再生可能エネルギーの開発に逆風が吹いている。千葉県銚子市沖や秋田県能代市沖など3海域の大型洋上風力事業に参入していた三菱商事が、資材の高騰を理由に撤退を表明した。
未経験の事業内容であるだけに、成算に不明の点が予見されたのか。政府のエネルギー基本計画では、洋上風力は再エネの主力電源化への「切り札」とされている。
洋上風力発電施設の設置で、技術面以外に最も困難なのは、漁業や観光業など地元産業との共生。不漁になったり観光資源にダメージを与えたりしてはいけない。この点、三菱商事は漁業関係者と養殖事業などで協力を約束しており、地元の困惑は大きい。
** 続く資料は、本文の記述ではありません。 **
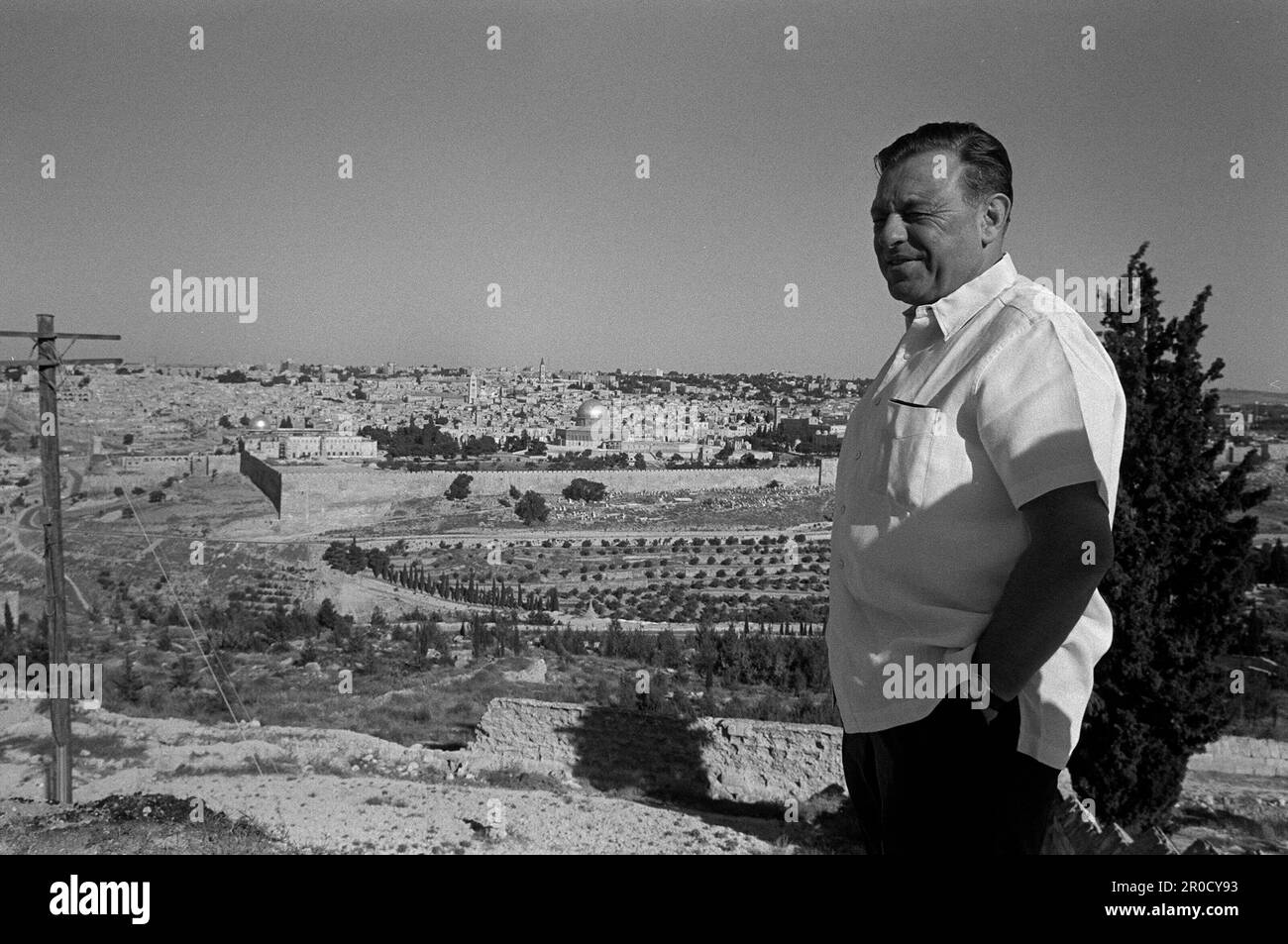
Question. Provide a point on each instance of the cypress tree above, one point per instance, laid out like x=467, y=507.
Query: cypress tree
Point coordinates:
x=1181, y=566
再エネ開発で、最も早くから研究されてきたのは太陽光発電。今日実用化されているシステムの基礎を築いた愛媛県西条市の研究施設を以前、訪ねた。西条市は瀬戸内海に面し日射量に恵まれ、集光には格好の地。
しかしその後、このような適切な地は全国で案外少ないことが分かってきた。塩害も防がなければいけない。実際、東海道新幹線から望むと、太陽光パネルが田畑の間の空き地や山の斜面の狭い場所に窮屈そうに並んでいる。
ゴルフ場跡地などメガソーラーに適した場所の開発が一巡し、森林伐採も進んで新設用地の確保が難しくなった。また太陽光パネルが、環境に負荷のかかる廃棄物となる時期が早まっていることも分かってきた。将来の電力不足を見据えた再エネシステムの構築が必要だ。